Из статьи следует, что Анатолий Иванович печатается под псевдонимом Осенев.
И из сборника его стихотворений под названием "Созвучие", вышедшем тиражом в
пять тысяч экземпляров, репортер приводит стихотворение "Созвучие",
написанное в 1980 году, когда Лукьянов был в должности начальника
секретариата президиума Верховного совета СССР.
Балтика. Волны серые.
Тусклое небо. Тучи.
Знаю, надеюсь, верую --
Будет на свете лучше...
И в конце:
Ну а пока что злеет
Ветер холодный, жгучий...
Верю, зову, надеюсь --
Будет на свете лучше!
Процитировав стихотворение, журналист комментирует: "Поэтический
прогноз Анатолия Ивановича Лукьянова не оправдался: ветер попрежнему такой
же холодный и жгучий. Более того: со всех сторон, а не только из Балтики
потянуло порохом и запахом челевеческой крови". Под этим журналом случайно
оказалось несколько страниц "Московских новостей" от 4 августа 1991 года.
Всего за две недели до путча... На первой странице обложки большая
фотография. На ней президент США Джордж Буш с супругой Барбарой спускаются с
трапа самолета.
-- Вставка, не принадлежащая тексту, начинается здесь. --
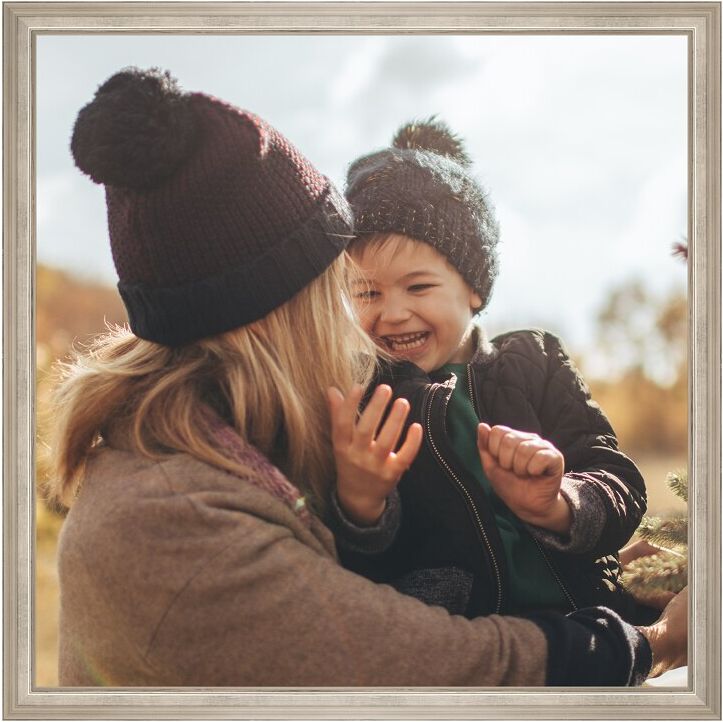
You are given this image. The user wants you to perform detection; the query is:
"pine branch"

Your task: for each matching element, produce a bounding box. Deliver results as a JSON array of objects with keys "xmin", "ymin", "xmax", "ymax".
[
  {"xmin": 637, "ymin": 516, "xmax": 688, "ymax": 547},
  {"xmin": 621, "ymin": 554, "xmax": 688, "ymax": 601}
]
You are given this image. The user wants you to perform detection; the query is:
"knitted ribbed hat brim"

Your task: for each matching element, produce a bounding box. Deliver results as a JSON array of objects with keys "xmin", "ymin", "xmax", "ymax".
[{"xmin": 118, "ymin": 184, "xmax": 352, "ymax": 347}]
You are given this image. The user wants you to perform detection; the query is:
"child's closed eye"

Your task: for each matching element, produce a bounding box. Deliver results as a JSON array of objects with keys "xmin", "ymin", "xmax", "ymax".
[
  {"xmin": 407, "ymin": 283, "xmax": 437, "ymax": 293},
  {"xmin": 354, "ymin": 288, "xmax": 379, "ymax": 301}
]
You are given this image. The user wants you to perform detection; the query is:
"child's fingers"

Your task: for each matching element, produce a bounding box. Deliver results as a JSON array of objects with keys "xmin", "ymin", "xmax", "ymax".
[
  {"xmin": 374, "ymin": 399, "xmax": 410, "ymax": 459},
  {"xmin": 527, "ymin": 447, "xmax": 565, "ymax": 476},
  {"xmin": 354, "ymin": 384, "xmax": 392, "ymax": 447},
  {"xmin": 396, "ymin": 423, "xmax": 423, "ymax": 471},
  {"xmin": 489, "ymin": 426, "xmax": 539, "ymax": 471},
  {"xmin": 512, "ymin": 439, "xmax": 549, "ymax": 476},
  {"xmin": 477, "ymin": 421, "xmax": 490, "ymax": 450},
  {"xmin": 487, "ymin": 424, "xmax": 512, "ymax": 457}
]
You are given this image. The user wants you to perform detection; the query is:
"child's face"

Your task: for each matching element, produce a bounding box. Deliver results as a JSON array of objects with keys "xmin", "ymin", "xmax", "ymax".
[{"xmin": 354, "ymin": 236, "xmax": 482, "ymax": 372}]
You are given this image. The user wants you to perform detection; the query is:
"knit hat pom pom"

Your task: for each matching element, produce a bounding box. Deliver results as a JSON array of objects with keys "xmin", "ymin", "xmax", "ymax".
[
  {"xmin": 392, "ymin": 116, "xmax": 472, "ymax": 167},
  {"xmin": 70, "ymin": 68, "xmax": 195, "ymax": 190}
]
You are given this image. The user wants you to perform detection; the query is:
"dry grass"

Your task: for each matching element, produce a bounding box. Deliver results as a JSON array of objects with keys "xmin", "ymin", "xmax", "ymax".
[{"xmin": 35, "ymin": 450, "xmax": 686, "ymax": 687}]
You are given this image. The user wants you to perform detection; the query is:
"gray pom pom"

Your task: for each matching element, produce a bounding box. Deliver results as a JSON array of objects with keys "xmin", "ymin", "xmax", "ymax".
[{"xmin": 392, "ymin": 116, "xmax": 472, "ymax": 167}]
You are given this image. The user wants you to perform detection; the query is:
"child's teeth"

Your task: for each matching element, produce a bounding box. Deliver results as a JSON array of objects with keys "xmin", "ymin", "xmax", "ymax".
[{"xmin": 385, "ymin": 333, "xmax": 427, "ymax": 351}]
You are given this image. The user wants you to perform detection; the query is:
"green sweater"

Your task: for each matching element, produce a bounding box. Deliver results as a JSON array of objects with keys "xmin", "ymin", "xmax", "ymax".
[{"xmin": 439, "ymin": 363, "xmax": 567, "ymax": 613}]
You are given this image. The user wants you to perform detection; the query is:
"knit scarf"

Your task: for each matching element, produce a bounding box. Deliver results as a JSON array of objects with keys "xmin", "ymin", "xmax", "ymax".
[{"xmin": 201, "ymin": 406, "xmax": 311, "ymax": 527}]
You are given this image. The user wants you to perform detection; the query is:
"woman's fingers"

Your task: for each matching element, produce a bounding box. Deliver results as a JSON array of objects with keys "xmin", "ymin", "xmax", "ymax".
[
  {"xmin": 374, "ymin": 399, "xmax": 410, "ymax": 459},
  {"xmin": 395, "ymin": 423, "xmax": 423, "ymax": 466},
  {"xmin": 354, "ymin": 384, "xmax": 392, "ymax": 447},
  {"xmin": 326, "ymin": 386, "xmax": 355, "ymax": 447}
]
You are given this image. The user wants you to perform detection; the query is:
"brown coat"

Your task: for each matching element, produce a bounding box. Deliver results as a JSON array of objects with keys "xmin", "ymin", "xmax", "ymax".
[{"xmin": 59, "ymin": 448, "xmax": 547, "ymax": 687}]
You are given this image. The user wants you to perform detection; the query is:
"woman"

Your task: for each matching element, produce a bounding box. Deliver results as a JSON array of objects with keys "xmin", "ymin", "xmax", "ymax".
[{"xmin": 55, "ymin": 69, "xmax": 686, "ymax": 686}]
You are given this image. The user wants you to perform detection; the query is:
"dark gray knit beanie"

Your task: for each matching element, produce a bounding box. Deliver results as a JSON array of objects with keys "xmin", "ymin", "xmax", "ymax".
[{"xmin": 346, "ymin": 118, "xmax": 499, "ymax": 308}]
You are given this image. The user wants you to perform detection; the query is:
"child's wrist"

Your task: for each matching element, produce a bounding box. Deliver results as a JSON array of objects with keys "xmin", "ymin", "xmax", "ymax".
[
  {"xmin": 523, "ymin": 493, "xmax": 572, "ymax": 535},
  {"xmin": 337, "ymin": 489, "xmax": 387, "ymax": 526}
]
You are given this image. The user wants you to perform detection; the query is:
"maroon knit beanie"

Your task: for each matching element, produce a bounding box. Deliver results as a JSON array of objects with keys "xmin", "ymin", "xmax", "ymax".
[{"xmin": 71, "ymin": 68, "xmax": 351, "ymax": 346}]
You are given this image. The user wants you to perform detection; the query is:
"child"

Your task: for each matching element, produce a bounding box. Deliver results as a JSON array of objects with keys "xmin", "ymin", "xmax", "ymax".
[{"xmin": 330, "ymin": 121, "xmax": 656, "ymax": 623}]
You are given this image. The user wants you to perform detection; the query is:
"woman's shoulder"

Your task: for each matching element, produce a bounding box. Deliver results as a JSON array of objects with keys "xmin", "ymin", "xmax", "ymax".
[{"xmin": 62, "ymin": 447, "xmax": 334, "ymax": 563}]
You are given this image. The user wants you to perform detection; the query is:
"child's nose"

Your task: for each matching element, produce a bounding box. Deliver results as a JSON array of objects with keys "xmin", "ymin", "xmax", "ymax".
[{"xmin": 380, "ymin": 299, "xmax": 410, "ymax": 323}]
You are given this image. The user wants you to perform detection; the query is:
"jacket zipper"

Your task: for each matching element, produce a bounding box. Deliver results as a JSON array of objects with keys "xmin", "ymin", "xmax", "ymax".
[
  {"xmin": 425, "ymin": 386, "xmax": 502, "ymax": 614},
  {"xmin": 530, "ymin": 534, "xmax": 577, "ymax": 612},
  {"xmin": 467, "ymin": 364, "xmax": 578, "ymax": 612}
]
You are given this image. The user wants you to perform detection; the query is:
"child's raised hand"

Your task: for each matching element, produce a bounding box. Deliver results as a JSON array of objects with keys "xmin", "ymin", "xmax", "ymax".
[
  {"xmin": 328, "ymin": 385, "xmax": 422, "ymax": 526},
  {"xmin": 477, "ymin": 423, "xmax": 572, "ymax": 534}
]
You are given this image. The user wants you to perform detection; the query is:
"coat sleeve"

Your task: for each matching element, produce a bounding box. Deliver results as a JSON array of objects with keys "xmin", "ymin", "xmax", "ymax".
[
  {"xmin": 524, "ymin": 332, "xmax": 646, "ymax": 558},
  {"xmin": 148, "ymin": 506, "xmax": 650, "ymax": 687}
]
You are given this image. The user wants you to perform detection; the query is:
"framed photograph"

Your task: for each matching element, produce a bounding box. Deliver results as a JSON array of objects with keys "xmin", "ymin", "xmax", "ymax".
[{"xmin": 3, "ymin": 2, "xmax": 721, "ymax": 719}]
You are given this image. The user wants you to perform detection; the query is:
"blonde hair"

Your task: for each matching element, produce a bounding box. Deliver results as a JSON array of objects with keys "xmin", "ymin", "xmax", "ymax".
[{"xmin": 49, "ymin": 253, "xmax": 376, "ymax": 511}]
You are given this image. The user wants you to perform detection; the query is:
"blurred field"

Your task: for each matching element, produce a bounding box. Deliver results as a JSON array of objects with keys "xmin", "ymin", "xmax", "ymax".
[{"xmin": 34, "ymin": 266, "xmax": 687, "ymax": 688}]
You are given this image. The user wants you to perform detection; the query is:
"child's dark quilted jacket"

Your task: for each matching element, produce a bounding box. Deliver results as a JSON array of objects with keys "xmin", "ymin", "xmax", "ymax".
[{"xmin": 332, "ymin": 330, "xmax": 656, "ymax": 623}]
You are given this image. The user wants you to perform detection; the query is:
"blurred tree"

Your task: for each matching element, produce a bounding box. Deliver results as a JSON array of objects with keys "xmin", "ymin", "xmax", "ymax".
[{"xmin": 581, "ymin": 279, "xmax": 688, "ymax": 453}]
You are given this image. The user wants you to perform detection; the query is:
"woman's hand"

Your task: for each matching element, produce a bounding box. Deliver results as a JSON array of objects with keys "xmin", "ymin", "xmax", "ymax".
[
  {"xmin": 328, "ymin": 385, "xmax": 422, "ymax": 526},
  {"xmin": 477, "ymin": 424, "xmax": 572, "ymax": 534},
  {"xmin": 638, "ymin": 587, "xmax": 688, "ymax": 677}
]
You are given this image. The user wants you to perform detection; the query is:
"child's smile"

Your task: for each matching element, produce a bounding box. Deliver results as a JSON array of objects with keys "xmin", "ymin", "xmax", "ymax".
[
  {"xmin": 381, "ymin": 331, "xmax": 430, "ymax": 354},
  {"xmin": 354, "ymin": 235, "xmax": 481, "ymax": 372}
]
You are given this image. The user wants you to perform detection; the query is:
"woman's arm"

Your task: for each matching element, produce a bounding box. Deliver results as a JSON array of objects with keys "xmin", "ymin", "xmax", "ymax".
[{"xmin": 140, "ymin": 506, "xmax": 650, "ymax": 686}]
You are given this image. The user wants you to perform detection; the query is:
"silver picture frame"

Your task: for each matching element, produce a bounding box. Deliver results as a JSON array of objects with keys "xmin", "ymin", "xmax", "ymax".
[{"xmin": 3, "ymin": 2, "xmax": 721, "ymax": 719}]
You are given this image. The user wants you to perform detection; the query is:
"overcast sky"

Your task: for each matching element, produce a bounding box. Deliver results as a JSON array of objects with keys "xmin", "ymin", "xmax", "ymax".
[{"xmin": 37, "ymin": 35, "xmax": 687, "ymax": 348}]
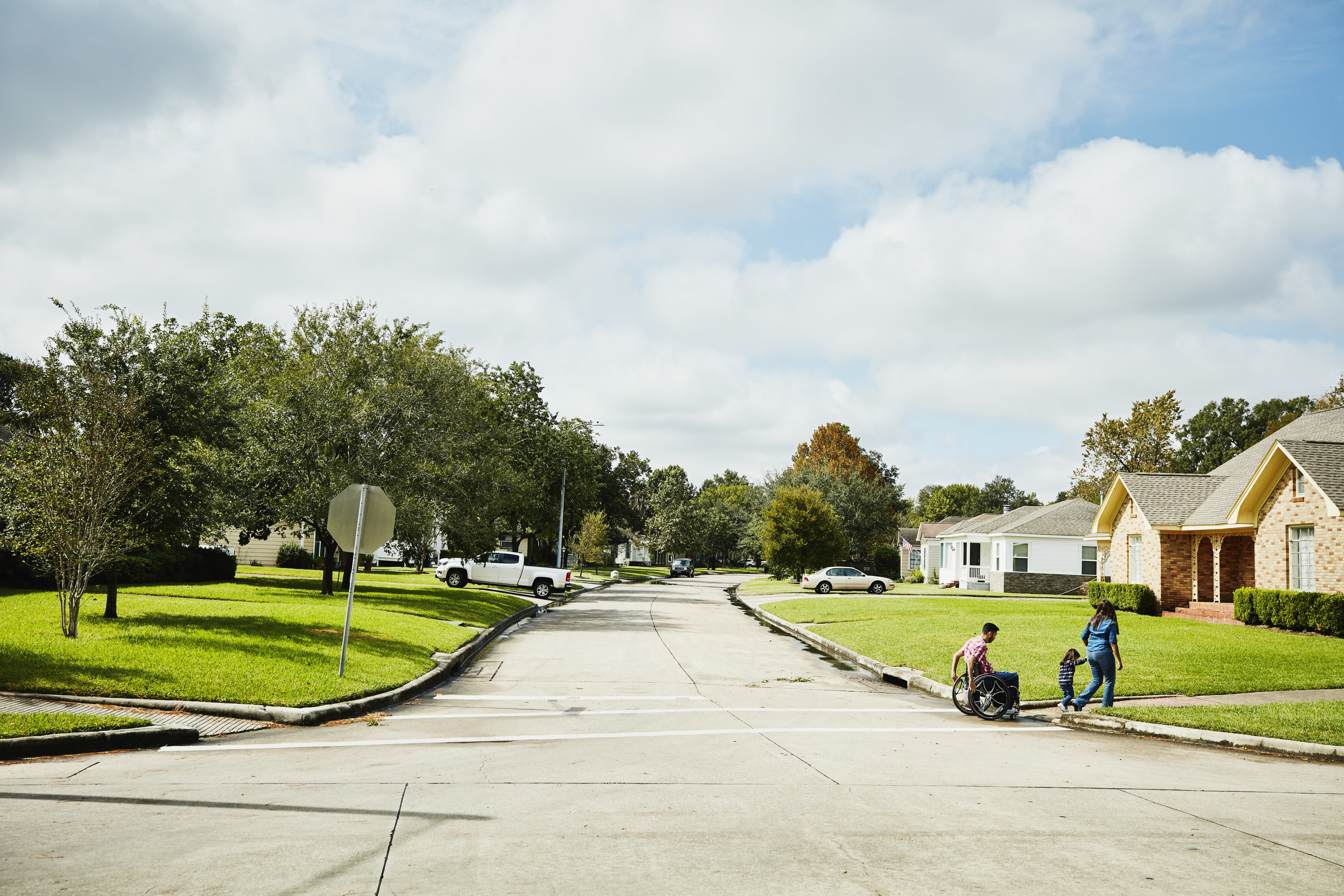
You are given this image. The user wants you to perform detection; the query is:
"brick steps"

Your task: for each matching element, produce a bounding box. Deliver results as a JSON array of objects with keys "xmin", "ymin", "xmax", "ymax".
[{"xmin": 1163, "ymin": 602, "xmax": 1246, "ymax": 626}]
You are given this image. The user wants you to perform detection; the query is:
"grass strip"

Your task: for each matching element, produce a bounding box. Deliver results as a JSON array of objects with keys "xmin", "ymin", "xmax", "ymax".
[
  {"xmin": 1093, "ymin": 700, "xmax": 1344, "ymax": 747},
  {"xmin": 118, "ymin": 576, "xmax": 532, "ymax": 629},
  {"xmin": 0, "ymin": 712, "xmax": 153, "ymax": 737},
  {"xmin": 765, "ymin": 595, "xmax": 1344, "ymax": 700},
  {"xmin": 0, "ymin": 586, "xmax": 476, "ymax": 706}
]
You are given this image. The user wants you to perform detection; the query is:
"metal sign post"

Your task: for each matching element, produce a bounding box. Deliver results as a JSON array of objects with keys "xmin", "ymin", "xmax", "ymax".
[
  {"xmin": 327, "ymin": 483, "xmax": 396, "ymax": 677},
  {"xmin": 336, "ymin": 485, "xmax": 368, "ymax": 678}
]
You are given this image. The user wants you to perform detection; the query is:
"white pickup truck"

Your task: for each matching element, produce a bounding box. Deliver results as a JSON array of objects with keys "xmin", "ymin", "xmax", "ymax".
[{"xmin": 434, "ymin": 551, "xmax": 570, "ymax": 600}]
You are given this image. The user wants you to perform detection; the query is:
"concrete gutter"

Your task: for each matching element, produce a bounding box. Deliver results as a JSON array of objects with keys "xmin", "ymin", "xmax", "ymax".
[
  {"xmin": 0, "ymin": 725, "xmax": 200, "ymax": 759},
  {"xmin": 0, "ymin": 582, "xmax": 605, "ymax": 737},
  {"xmin": 1059, "ymin": 712, "xmax": 1344, "ymax": 759}
]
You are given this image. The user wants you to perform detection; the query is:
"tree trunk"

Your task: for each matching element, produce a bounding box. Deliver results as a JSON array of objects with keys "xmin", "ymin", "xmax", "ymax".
[
  {"xmin": 102, "ymin": 568, "xmax": 117, "ymax": 619},
  {"xmin": 313, "ymin": 526, "xmax": 336, "ymax": 595}
]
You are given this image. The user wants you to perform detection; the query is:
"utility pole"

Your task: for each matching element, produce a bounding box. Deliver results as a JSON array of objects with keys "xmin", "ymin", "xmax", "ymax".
[{"xmin": 555, "ymin": 465, "xmax": 570, "ymax": 569}]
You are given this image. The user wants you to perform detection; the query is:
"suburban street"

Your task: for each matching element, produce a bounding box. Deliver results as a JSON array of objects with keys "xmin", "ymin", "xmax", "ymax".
[{"xmin": 0, "ymin": 575, "xmax": 1344, "ymax": 895}]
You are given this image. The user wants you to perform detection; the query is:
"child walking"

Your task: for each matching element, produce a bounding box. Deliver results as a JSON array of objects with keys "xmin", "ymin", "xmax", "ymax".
[{"xmin": 1059, "ymin": 647, "xmax": 1087, "ymax": 712}]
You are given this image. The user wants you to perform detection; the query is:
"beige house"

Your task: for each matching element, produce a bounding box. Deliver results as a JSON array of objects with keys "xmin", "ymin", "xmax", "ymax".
[{"xmin": 1093, "ymin": 409, "xmax": 1344, "ymax": 610}]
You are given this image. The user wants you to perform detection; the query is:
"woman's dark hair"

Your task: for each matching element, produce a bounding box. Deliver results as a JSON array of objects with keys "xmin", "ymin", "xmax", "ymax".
[{"xmin": 1087, "ymin": 600, "xmax": 1120, "ymax": 629}]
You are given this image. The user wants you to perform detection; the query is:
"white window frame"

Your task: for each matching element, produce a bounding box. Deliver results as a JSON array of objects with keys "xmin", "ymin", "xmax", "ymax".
[{"xmin": 1288, "ymin": 525, "xmax": 1316, "ymax": 591}]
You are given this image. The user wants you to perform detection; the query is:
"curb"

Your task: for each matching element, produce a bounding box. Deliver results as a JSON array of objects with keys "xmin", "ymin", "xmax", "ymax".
[
  {"xmin": 1059, "ymin": 713, "xmax": 1344, "ymax": 759},
  {"xmin": 0, "ymin": 725, "xmax": 200, "ymax": 760},
  {"xmin": 0, "ymin": 596, "xmax": 583, "ymax": 737}
]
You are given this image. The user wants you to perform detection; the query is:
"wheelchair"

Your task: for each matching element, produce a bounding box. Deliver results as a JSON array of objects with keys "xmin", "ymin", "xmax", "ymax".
[{"xmin": 952, "ymin": 672, "xmax": 1017, "ymax": 721}]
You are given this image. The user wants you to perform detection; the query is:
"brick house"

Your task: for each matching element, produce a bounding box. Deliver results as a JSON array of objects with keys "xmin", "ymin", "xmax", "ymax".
[{"xmin": 1093, "ymin": 409, "xmax": 1344, "ymax": 611}]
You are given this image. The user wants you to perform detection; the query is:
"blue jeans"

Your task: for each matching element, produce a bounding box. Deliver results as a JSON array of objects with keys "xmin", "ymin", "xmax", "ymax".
[{"xmin": 1074, "ymin": 647, "xmax": 1116, "ymax": 709}]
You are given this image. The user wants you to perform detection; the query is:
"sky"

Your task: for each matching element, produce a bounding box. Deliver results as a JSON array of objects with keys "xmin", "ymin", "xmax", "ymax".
[{"xmin": 0, "ymin": 0, "xmax": 1344, "ymax": 498}]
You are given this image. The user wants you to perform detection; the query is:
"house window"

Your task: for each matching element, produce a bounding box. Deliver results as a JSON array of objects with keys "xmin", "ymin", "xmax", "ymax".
[{"xmin": 1288, "ymin": 525, "xmax": 1316, "ymax": 591}]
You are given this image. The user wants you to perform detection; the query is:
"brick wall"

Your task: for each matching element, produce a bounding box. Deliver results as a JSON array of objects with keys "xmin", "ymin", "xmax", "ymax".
[{"xmin": 1254, "ymin": 467, "xmax": 1344, "ymax": 592}]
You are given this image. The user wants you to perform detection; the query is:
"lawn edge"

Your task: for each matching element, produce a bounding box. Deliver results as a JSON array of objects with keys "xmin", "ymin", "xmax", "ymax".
[
  {"xmin": 0, "ymin": 725, "xmax": 200, "ymax": 760},
  {"xmin": 0, "ymin": 584, "xmax": 607, "ymax": 737},
  {"xmin": 1059, "ymin": 712, "xmax": 1344, "ymax": 759}
]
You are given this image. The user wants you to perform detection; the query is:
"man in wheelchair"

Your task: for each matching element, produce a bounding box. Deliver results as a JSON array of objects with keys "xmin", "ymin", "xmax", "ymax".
[{"xmin": 952, "ymin": 622, "xmax": 1021, "ymax": 719}]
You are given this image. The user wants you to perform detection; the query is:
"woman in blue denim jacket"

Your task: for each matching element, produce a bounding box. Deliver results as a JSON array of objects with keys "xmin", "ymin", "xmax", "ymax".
[{"xmin": 1073, "ymin": 600, "xmax": 1125, "ymax": 712}]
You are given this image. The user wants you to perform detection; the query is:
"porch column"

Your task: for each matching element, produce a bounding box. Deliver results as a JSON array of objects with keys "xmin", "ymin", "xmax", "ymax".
[
  {"xmin": 1208, "ymin": 534, "xmax": 1223, "ymax": 603},
  {"xmin": 1189, "ymin": 534, "xmax": 1204, "ymax": 603}
]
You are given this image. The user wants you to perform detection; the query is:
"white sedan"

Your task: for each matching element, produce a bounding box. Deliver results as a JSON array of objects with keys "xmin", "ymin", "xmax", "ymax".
[{"xmin": 800, "ymin": 567, "xmax": 895, "ymax": 594}]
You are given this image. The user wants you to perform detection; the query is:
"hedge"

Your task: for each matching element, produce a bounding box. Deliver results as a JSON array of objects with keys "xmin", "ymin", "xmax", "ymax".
[
  {"xmin": 1087, "ymin": 582, "xmax": 1160, "ymax": 616},
  {"xmin": 1232, "ymin": 588, "xmax": 1344, "ymax": 637}
]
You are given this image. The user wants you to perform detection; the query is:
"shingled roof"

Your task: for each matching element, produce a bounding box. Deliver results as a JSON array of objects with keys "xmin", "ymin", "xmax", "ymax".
[
  {"xmin": 1120, "ymin": 407, "xmax": 1344, "ymax": 525},
  {"xmin": 939, "ymin": 498, "xmax": 1097, "ymax": 537}
]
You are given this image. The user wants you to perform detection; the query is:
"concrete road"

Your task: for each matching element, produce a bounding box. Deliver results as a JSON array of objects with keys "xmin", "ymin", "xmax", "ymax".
[{"xmin": 0, "ymin": 576, "xmax": 1344, "ymax": 895}]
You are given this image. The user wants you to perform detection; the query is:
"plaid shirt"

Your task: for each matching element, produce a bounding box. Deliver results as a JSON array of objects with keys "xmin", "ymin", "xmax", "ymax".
[
  {"xmin": 1059, "ymin": 659, "xmax": 1087, "ymax": 685},
  {"xmin": 961, "ymin": 634, "xmax": 995, "ymax": 677}
]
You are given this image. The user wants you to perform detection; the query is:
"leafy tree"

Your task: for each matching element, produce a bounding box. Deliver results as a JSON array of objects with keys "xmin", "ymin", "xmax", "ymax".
[
  {"xmin": 0, "ymin": 349, "xmax": 161, "ymax": 638},
  {"xmin": 1070, "ymin": 391, "xmax": 1181, "ymax": 504},
  {"xmin": 1312, "ymin": 374, "xmax": 1344, "ymax": 411},
  {"xmin": 761, "ymin": 486, "xmax": 847, "ymax": 579},
  {"xmin": 646, "ymin": 465, "xmax": 702, "ymax": 553},
  {"xmin": 574, "ymin": 510, "xmax": 612, "ymax": 572},
  {"xmin": 227, "ymin": 302, "xmax": 512, "ymax": 594}
]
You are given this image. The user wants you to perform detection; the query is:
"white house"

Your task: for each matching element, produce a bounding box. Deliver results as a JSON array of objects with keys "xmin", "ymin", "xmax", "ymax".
[{"xmin": 921, "ymin": 498, "xmax": 1105, "ymax": 594}]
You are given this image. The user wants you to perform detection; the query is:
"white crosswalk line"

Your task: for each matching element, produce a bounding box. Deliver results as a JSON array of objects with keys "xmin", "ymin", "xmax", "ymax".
[{"xmin": 159, "ymin": 724, "xmax": 1068, "ymax": 752}]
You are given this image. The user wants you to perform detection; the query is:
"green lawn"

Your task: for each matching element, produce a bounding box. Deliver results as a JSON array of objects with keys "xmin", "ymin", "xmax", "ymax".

А над фотографией надпись: "Джордж и Барбара Буш в Москве
всей семьей -- к разоружению".
А справа в колонке "Специально для МН" напечатаны ответы Джорджа Буша
на вопросы собственных корреспондентов советских газет, которых американский
президент принял в Овальном кабинете Белого дома накануне своего визита в
СССР. "МН: До недавнего времени так называемая идеологическая борьба велась
в глобальных масштабах. Сегодня она идет главным образом внутри Советского
Союза. ("Что и привело к путчу", -- как бы комментируя этот вопрос, подумала
Инга Сергеевна.) На днях на одном из ее московских фронтов прозвучал тезис:
"В Лондоне Михаил Горбачев проиграл третью мировую войну. Не могли бы вы
прокомментировать такое утверждение?
Дж. Буш: Думаю, это очень циничная и очень несправедливая оценка.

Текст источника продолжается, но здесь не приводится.